Le banquier qui consent à un client « non averti » un crédit, dont il sait qu’il n’est pas adapté à ses capacités financières, a l’obligation de « mettre en garde » celui-ci contre les risques d’endettement qu’il court. S’il manque à cette obligation, le banquier peut être condamné à indemniser son client, le jour où il n’arrive pas à rembourser. Mais cette obligation de mise en garde n’a rien à voir avec un devoir de conseil, comme le rappelle l’affaire suivante.
En 2007, M. X, 48 ans, perd son poste d’« expert achat textile et chaussure » chez Carrefour – il accepte une rupture conventionnelle dans le cadre d’un plan de sauvegarde de l’emploi. Avec son indemnité de départ, de 200 000 euros, il décide d’ouvrir une pizzeria sous franchise de La Casa Pizza Grill.
La société qu’il crée fait rénover les locaux d’un ancien McDonald’s, grâce à un emprunt de 840 000 euros qu’elle souscrit auprès de LCL, et dont il se porte caution, pour moitié. En 2014, avec un chiffre d’affaires de 1 million d’euros, au lieu de 1,4 million tel que prévu, et un loyer commercial trop élevé, de 15 000 euros, elle est placée en liquidation, et M. X doit honorer sa garantie.
M. X reproche alors à LCL de ne pas avoir respecté son obligation de mise en garde. « LCL a accordé le prêt sans émettre de critique sur le budget prévisionnel établi par le franchiseur, alors que celui-ci était manifestement surestimé, de 30 % à 40 % », proteste-t-il, en se référant aux résultats des autres entités du groupe.
Rachat de créance
« Il ne faut pas confondre le devoir de mise en garde, qui consiste à informer la caution de ce qu’elle devra rembourser l’emprunt avec des intérêts, et le devoir de conseil, qui n’est pas obligatoire, et qui porte sur l’opération », explique Jérôme Lasserre Capdeville, universitaire spécialiste du droit bancaire, maître de conférences à Strasbourg. Le tribunal de commerce de Lyon juge ainsi que LCL n’avait pas à « se prononcer sur l’opportunité de l’opération financée ».
Quant à M. X, le tribunal le considère comme une caution avertie, car il dispose du niveau bac + 4 en gestion. Cette information lui a été communiquée par la société de recouvrement suisse Intrum Justitia Debt Finance AG, épinglée, avec d’autres, pour leurs « méthodes agressives », par l’UFC-Que choisir.
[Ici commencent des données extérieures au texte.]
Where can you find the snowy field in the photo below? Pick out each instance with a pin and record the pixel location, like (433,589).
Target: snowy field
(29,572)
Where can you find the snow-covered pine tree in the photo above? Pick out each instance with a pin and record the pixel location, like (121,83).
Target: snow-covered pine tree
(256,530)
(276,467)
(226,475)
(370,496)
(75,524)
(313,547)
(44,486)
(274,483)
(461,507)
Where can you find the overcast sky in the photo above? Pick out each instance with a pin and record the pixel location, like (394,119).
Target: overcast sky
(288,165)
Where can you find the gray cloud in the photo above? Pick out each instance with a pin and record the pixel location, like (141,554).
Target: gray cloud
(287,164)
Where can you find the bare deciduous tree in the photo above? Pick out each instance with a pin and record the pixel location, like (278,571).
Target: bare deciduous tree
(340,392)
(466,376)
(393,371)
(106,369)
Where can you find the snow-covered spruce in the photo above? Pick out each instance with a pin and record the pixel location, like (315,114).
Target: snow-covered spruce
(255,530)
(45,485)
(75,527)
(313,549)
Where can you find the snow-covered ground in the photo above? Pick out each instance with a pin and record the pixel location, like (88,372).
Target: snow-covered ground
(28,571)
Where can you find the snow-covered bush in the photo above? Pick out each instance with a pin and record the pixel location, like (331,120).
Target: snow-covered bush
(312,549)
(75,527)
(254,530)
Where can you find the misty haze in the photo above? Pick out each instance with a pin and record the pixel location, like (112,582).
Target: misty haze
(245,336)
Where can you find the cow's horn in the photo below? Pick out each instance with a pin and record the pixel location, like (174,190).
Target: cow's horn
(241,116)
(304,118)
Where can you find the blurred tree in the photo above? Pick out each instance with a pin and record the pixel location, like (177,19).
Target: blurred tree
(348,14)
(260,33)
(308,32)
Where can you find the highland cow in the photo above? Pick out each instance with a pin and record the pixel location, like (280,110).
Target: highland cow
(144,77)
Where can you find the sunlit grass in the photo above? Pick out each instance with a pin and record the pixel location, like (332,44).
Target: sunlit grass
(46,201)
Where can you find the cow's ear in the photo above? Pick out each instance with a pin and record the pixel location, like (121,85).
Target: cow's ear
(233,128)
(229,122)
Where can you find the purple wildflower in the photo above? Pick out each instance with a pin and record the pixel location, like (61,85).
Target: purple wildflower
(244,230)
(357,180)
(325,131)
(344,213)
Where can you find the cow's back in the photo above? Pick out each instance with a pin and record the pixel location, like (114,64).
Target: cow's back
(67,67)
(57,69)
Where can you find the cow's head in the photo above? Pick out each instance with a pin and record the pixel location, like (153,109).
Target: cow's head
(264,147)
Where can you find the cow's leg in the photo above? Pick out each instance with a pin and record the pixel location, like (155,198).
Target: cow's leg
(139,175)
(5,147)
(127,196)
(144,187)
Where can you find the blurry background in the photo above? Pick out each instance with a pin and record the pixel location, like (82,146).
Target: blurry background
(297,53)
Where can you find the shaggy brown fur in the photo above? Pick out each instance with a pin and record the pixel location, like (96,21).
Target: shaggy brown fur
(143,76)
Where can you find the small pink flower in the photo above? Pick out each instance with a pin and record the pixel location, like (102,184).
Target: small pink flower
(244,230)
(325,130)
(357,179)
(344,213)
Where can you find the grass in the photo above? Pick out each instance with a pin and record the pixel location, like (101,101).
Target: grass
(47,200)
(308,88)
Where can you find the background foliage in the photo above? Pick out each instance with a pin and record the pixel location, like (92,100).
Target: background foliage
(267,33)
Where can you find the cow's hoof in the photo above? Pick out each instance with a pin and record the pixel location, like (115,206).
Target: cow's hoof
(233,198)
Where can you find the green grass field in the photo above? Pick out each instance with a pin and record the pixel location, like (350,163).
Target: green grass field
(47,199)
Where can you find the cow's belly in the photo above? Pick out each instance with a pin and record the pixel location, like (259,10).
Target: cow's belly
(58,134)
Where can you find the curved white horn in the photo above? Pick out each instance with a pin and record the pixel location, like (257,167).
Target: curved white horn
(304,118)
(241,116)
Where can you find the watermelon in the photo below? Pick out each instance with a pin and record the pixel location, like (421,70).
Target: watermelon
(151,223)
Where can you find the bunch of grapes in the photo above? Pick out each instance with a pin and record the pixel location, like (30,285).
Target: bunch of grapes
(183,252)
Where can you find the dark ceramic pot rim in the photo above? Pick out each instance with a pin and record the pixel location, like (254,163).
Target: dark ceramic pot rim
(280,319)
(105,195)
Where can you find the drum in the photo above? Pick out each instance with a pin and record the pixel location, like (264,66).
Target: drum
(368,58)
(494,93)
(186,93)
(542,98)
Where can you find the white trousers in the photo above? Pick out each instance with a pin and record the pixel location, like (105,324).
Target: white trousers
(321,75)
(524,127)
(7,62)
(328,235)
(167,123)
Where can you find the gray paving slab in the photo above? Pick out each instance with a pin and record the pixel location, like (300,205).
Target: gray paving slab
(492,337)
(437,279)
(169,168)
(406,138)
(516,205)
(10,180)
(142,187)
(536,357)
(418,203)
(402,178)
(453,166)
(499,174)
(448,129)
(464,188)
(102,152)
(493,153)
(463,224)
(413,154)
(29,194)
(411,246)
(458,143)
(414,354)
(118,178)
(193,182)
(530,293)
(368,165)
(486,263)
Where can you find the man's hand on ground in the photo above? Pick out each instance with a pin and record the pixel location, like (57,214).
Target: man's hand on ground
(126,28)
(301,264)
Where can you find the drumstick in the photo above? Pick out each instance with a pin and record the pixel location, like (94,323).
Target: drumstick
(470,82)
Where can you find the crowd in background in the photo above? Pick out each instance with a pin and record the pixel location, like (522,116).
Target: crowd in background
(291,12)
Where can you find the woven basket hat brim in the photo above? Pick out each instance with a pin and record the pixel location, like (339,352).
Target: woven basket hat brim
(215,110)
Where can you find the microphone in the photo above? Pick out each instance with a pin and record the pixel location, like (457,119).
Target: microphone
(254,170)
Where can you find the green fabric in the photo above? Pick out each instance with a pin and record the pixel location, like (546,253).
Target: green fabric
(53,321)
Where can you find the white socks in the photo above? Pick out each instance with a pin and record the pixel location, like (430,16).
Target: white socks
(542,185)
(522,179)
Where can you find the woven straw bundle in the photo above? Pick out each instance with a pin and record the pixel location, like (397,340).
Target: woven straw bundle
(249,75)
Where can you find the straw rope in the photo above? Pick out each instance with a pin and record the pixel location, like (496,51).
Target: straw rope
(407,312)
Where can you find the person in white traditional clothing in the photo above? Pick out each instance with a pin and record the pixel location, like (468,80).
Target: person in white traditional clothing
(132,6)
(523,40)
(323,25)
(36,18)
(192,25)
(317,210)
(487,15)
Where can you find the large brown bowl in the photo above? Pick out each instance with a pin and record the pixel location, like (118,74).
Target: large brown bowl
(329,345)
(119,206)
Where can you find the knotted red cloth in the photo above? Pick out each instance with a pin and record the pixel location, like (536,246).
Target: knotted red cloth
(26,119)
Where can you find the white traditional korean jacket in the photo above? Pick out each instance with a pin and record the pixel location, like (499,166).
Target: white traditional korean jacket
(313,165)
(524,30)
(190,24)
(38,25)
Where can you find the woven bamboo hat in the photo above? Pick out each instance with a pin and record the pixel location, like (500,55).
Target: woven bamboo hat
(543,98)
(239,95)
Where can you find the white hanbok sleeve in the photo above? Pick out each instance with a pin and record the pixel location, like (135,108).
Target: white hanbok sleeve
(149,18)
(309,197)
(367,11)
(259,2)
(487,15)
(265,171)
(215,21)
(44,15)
Après avoir racheté la créance de LCL, la société de recouvrement a trouvé le profil que M. X avait publié sur le réseau social professionnel LinkedIn : il s’y déclare « titulaire d’une maîtrise de sciences économiques et gestion » – ce qui est vrai – et précise avoir des compétences en « management, business development, business analysis, gestion d’équipe [et] négociations ». Elle l’a produit, sachant que, Or, « selon la jurisprudence, une personne qui a fait des études supérieures dans un domaine économique est considérée comme avertie », comme l’explique M. Lasserre Capdeville.
La cour d’appel de Lyon ayant confirmé le jugement, c’est sans succès que Me Sébastien Viaud, avocat de M. X en cassation, soutient que celui-ci n’était pas averti, puisqu’il opérait une reconversion professionnelle : il ne connaissait rien à la restauration, dans la mesure où il avait précédemment occupé un poste de commercial dans la distribution. Le 9 novembre 2022 (20-18.264), la Cour retient le raisonnement de son adversaire, Me Thomas Lyon-Caen, selon lequel il faut prendre en compte non seulement les « fonctions » précédemment exercées, mais aussi les « capacités » de la caution.
M. X souhaite toutefois ne payer que « le prix réel » auquel Intrum a racheté sa créance, ainsi que le permet l’article 1699 du code civil : comme elle refuse de le lui révéler, un nouveau combat judiciaire est engagé.